How can I format the PySpark struct types to reflect the following API json result? This is the complete result returned by the API call. Please note, the coordinates
element has an unknown dynamic length prior to obtaining the json.
{'type': 'Polygon',
'coordinates': [[[-74.53703811195342, 43.93214895162186],
[-74.53765823498132, 43.932511606633376],
[-74.53790321887529, 43.933052813967755],
...
[-74.53653908240167, 43.93223696479821],
[-74.53703811195342, 43.93214895162186]]]}
My attempt:
# set up UDF
schema = StructType([
StructField("type", StringType()),
StructField("coordinates", StringType()) # I just put a random StringType
])
# then after the API query,
result_df = request_df \
.withColumn("result", udf_executeRestApi(col("body")))
df = result_df.select([col for col in result_df.columns])
df.show()
and got:
It's showing the Polygon object as expected, but formatted wrong.
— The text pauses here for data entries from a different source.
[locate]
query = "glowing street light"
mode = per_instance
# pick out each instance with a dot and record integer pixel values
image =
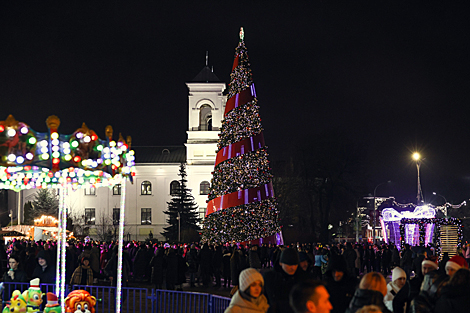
(417, 157)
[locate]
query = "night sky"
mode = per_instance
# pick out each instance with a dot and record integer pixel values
(394, 78)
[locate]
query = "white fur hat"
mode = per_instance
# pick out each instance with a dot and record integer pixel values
(249, 276)
(397, 273)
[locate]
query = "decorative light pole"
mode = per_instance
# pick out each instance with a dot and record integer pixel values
(419, 197)
(445, 204)
(375, 209)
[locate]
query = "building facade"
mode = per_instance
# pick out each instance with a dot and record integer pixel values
(96, 211)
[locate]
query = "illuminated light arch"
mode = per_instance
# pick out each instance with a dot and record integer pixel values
(30, 159)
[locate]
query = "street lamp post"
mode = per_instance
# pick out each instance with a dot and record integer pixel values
(419, 196)
(375, 210)
(445, 204)
(179, 226)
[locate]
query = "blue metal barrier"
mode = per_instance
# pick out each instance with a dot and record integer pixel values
(138, 299)
(168, 301)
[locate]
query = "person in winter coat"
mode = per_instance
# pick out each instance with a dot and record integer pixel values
(372, 290)
(249, 298)
(394, 287)
(157, 268)
(193, 264)
(340, 284)
(281, 279)
(226, 266)
(253, 257)
(45, 270)
(171, 265)
(455, 296)
(83, 274)
(15, 274)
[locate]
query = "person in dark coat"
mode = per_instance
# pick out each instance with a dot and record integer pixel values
(226, 266)
(205, 259)
(44, 270)
(140, 263)
(340, 284)
(171, 269)
(455, 296)
(156, 264)
(217, 257)
(279, 281)
(193, 264)
(372, 290)
(406, 260)
(15, 273)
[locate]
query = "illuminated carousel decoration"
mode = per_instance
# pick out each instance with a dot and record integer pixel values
(30, 159)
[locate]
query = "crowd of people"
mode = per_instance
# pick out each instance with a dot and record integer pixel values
(263, 278)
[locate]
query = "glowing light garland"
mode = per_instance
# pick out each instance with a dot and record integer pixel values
(52, 160)
(121, 238)
(241, 204)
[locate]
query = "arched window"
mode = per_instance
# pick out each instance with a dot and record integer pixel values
(174, 187)
(146, 188)
(205, 117)
(204, 188)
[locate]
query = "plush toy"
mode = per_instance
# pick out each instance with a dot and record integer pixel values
(33, 296)
(17, 303)
(52, 305)
(80, 301)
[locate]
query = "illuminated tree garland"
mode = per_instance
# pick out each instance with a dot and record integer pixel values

And the predefined type
and coordinates
are not recognised here.
You can use below schema for you REST Api response.
schema = StructType([
StructField("type", StringType()),
StructField("coordinates", ArrayType(ArrayType(ArrayType(DoubleType()))))])
df = spark.createDataFrame([json_data], schema=schema)
display(df)
Output:
Also you need to check what your udf returns. Give above schema as return type while registering udf and return your json data directly.If you provide your udf function it will help me to resolve this clearly.